AI implementations are already showing signs of knowledge gaps: hallucinations, wrong answers, incomplete answers, and even “unanswerable” questions. There are multiple causes for AI hallucinations, but an important one is not having the right knowledge to answer a question in the first place. While LLMs may have been trained on massive amounts of data, it doesn’t mean that they know your business, your people, or your customers. This is a common problem when organizations make the leap from how they experience “Public AI” tools like ChatGPT, Gemini, or Copilot, to attempting their own organization’s AI solutions. LLMs and agentic solutions need knowledge—your organization’s unique knowledgeto produce results that are unique to your and your customers’ needs, and help employees navigate and solve challenges they encounter in their day-to-day work. 

In a recent article, EK outlined key strategies for preparing content and data for AI. This blog post builds on that foundation by providing a step-by-step process for identifying and closing knowledge gaps, ensuring a more robust AI implementation.

 

The Importance of Bridging Knowledge Gaps for AI Readiness

EK lays out a six-step path to getting your content, data, and other knowledge assets AI-ready, yielding assets that are correct, complete, consistent, contextual, and compliant. The diagram below provides an overview of these six steps:

The six steps to AI readiness. Step one: Define Knowledge Assets. Step two: Conduct cleanup. Step three: Fill Knowledge Gaps (We are here). Step four: Enrich with context. Step five: Add structure. Step six: Protect the knowledge assets.

Identifying and filling knowledge gaps, the third step of EK’s path towards AI readiness, is crucial in ensuring that AI solutions have optimized inputs. 

Prior to filling gaps, an organization will have defined its critical knowledge assets and conducted a content cleanup. A content cleanup not only ensures the correctness and reliability of the knowledge assets, but also reveals the specific topics, concepts, or capabilities that the organization cannot currently supply to AI solutions as inputs.

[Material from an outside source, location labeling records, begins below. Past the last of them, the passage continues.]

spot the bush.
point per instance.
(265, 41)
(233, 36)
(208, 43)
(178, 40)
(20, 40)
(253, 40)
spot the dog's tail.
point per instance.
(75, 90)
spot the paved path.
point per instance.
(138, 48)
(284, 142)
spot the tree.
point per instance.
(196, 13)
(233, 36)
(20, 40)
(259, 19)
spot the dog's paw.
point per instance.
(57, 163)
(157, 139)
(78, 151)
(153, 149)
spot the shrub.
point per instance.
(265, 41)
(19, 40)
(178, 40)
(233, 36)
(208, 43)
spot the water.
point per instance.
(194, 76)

This scenario presupposes that the organization has a clear idea of the AI use cases and purposes for its knowledge assets. Given the organization knows the questions AI needs to answer, an assessment to identify the location and state of knowledge assets can be targeted based on the inputs required. This assessment would be followed by efforts to collect the identified knowledge and optimize it for AI solutions. 

A second, more complicated, scenario arises when an organization hasn’t formulated a prioritized list of questions for AI to answer. The previously described approach, relying on drawing up a traditional knowledge inventory will face setbacks because it may prove difficult to scale, and won’t always uncover the insights we need for AI readiness. Knowledge inventories may help us understand our known unknowns, but they will not be helpful in revealing our unknown unknowns

 

Identifying the Gap

How can we identify something that is missing? At this juncture, organizations will need to leverage analytics, introduce semantics, and if AI is already deployed in the organization, then use it as a resource as well. There are different techniques to identify these gaps, depending on whether your organization has already deployed an AI solution or is ramping up for one. Available options include:

Before and After AI Deployment

Leveraging Analytics from Existing Systems

Monitoring and assessing different tools’ analytics is an established practice to understand user behavior. In this instance, EK applies these same methods to understand critical questions about the availability of knowledge assets. We are particularly interested in analytics that reveal answers to the following questions:

  • When are our people giving up when navigating different sections of a tool or portal? 
  • What sort of queries return no results?
  • What queries are more likely to get abandoned? 
  • What sort of content gets poor reviews, and by whom?
  • What sort of material gets no engagement? What did the user do or search for before getting to it? 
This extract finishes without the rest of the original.